Для наших напряженных глаз идеалом, взятым в целом, было превзойти то личное, которое раньше было нашей нормальной меркой для мира. Может быть, этот инстинкт указывал на то, что мы с радостью принимаем свое конечное растворение в некоем образце, где рассогласованные сущности могли найти разумную, неизбежную цель? Все же само это превосходство идеала над индивидуальной слабостью делало его преходящим. Его принципом была Деятельность, первичное качество, не свойственное нашему атомному строению, мы могли лишь симулировать ее беспокойством ума, души и тела, влечением за предельную точку. И таким образом идеальность идеала уходила, оставляя его почитателей, истощенных, держаться за обман, который они когда-то преследовали.
Но, когда арабов охватывал порыв, и жестокость правления отвечала их нуждам. Кроме того, они были кровными врагами из тридцати племен, и, не будь над ними моей власти, убивали бы друг друга каждый день. Их распри не позволяли им объединиться против меня; в то время как их несходство обеспечивало меня благодетелями и шпионами везде, куда бы я ни шел и ни посылал гонцов, от Акабы до Дамаска, от Беершебы до Багдада. На моей службе около шестидесяти из них погибло.

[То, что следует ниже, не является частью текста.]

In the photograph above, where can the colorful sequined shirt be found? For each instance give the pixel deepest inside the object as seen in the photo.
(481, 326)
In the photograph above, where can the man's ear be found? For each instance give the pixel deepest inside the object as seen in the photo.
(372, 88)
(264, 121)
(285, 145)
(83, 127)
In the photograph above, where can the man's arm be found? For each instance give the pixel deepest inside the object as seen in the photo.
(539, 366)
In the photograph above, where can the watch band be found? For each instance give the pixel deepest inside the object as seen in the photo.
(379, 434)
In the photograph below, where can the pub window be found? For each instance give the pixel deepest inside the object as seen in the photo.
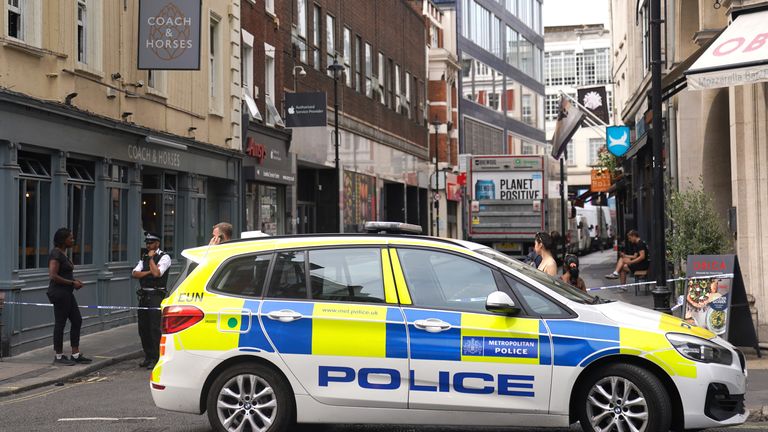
(158, 208)
(117, 187)
(34, 210)
(80, 190)
(197, 211)
(15, 19)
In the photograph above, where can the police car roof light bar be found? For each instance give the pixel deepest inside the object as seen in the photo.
(392, 228)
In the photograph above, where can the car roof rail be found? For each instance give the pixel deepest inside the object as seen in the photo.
(381, 227)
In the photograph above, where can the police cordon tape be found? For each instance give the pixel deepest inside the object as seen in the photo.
(83, 306)
(715, 276)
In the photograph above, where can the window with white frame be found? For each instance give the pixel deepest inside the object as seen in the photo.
(527, 109)
(368, 70)
(382, 97)
(358, 64)
(16, 17)
(88, 39)
(24, 20)
(398, 89)
(316, 32)
(330, 41)
(594, 148)
(348, 55)
(645, 16)
(269, 70)
(214, 65)
(246, 62)
(407, 96)
(301, 28)
(552, 106)
(82, 31)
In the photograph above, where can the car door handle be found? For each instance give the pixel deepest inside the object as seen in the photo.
(432, 325)
(284, 315)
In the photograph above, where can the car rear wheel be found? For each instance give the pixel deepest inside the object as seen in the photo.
(249, 398)
(622, 398)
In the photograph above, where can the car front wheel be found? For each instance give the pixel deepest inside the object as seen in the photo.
(622, 398)
(249, 398)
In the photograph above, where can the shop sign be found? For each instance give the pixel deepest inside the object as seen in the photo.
(306, 110)
(256, 151)
(268, 159)
(617, 139)
(453, 191)
(162, 157)
(169, 34)
(601, 180)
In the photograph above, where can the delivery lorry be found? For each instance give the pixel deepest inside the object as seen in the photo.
(512, 198)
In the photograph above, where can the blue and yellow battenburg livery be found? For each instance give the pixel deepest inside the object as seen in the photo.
(399, 363)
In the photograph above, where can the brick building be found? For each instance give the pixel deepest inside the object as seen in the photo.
(383, 130)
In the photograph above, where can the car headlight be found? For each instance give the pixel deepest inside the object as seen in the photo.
(699, 349)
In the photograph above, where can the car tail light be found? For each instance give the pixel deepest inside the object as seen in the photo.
(178, 318)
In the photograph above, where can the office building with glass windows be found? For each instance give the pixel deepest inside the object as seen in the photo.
(577, 56)
(500, 45)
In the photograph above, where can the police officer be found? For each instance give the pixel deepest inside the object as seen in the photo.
(152, 273)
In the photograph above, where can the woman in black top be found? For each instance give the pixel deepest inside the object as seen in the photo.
(61, 295)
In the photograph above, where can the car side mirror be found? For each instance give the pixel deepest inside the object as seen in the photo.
(500, 302)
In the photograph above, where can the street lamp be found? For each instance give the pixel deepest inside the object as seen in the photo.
(436, 212)
(661, 293)
(336, 69)
(297, 72)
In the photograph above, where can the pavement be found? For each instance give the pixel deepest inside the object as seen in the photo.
(35, 369)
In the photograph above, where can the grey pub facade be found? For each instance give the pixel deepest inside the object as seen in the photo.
(109, 182)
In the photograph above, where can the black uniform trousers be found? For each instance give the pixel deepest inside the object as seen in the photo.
(65, 308)
(149, 323)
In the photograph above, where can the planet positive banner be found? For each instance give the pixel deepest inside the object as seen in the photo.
(508, 186)
(595, 100)
(169, 34)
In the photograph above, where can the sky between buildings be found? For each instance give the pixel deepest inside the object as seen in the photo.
(573, 12)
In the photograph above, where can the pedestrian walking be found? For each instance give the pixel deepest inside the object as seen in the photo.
(571, 273)
(543, 245)
(152, 273)
(222, 232)
(61, 295)
(632, 259)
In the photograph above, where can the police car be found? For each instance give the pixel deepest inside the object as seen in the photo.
(389, 328)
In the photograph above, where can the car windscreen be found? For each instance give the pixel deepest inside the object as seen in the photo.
(555, 284)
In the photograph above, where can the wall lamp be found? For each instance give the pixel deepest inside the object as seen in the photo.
(69, 97)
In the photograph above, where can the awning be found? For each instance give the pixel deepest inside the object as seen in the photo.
(675, 81)
(738, 56)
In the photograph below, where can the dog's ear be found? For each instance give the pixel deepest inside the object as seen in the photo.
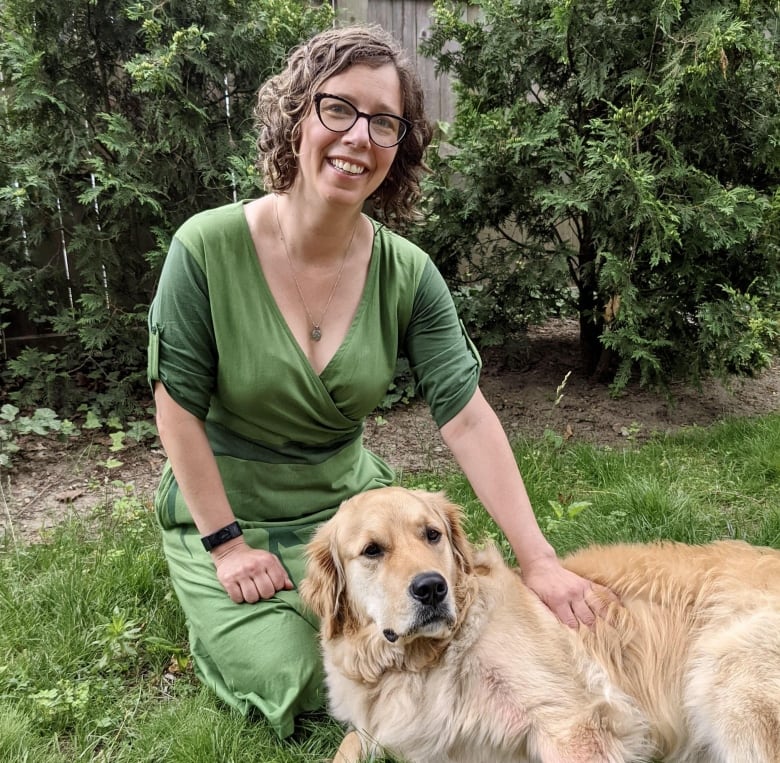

Ради некоей справедливости, эти обстоятельства вынуждали меня жить наравне с моей охраной, стать таким же стойким, таким же непредсказуемым и беспечным. Я был в далеко не равном положении с ними, а климат играл со мной, передергивая карты. В течение короткой зимы я превосходил их, когда моими союзниками были мороз и снег; на жаре — они меня. Что до выносливости, здесь неравенство было меньшим. Годами до войны я закалял себя постоянной беззаботностью. Я приучился съедать много за один раз, а потом обходиться два, три или четыре дня без еды; а затем переедать. Я взял себе за правило избегать правил в пище, и в моих привычках было столько исключений, что они исключали любые привычки.